COLUMBUS, OH (WCMH) – Runners all across Columbus are mourning the loss of a special member in their community.

Jason Zarate was going for his morning run down Avery Road in Dublin on Wednesday when he was hit by a car and killed.

The people close to him said they don’t want the community to remember Zarate for this tragedy but instead for the impact he left.

Jason Zarate’s friend Erin Arnett said he was the kind of person everyone wants in their life.

“It doesn’t matter if you are fast, if you are slow, if you are overweight, if you’ve got a disability – there is a place in the running community for you, and Jason can be the biggest testament of that,” Arnett said.

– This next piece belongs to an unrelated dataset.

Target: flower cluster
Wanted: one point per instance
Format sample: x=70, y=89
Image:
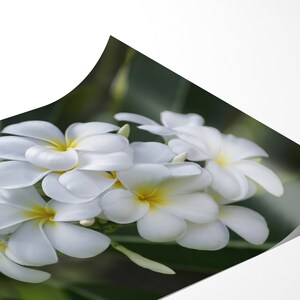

Arnett, who described Zarate as an overcomer, encouraging and loyal, said the community is at a loss for words.

In the past five years, Arnett said Zarate overcame a major weight loss battle, no longer drank alcohol, and ran through joint pains that doctors said would restrict his running.

She said he always put aside his personal struggles and made the choice to uplift others all the way to his final race on Saturday, the OhioHealth Capital City Half Marathon.

“We are always with each other at races,” Arnett said. “He crushed that 5k. Talk about going out guns blazing. He ran it in 28 minutes and was so proud of himself for that.”

The Columbus running community grew using Facebook groups during the pandemic as a way to support each other’s goals.

Zarate made daily social media posts about his running journey and left encouraging comments on others’ posts.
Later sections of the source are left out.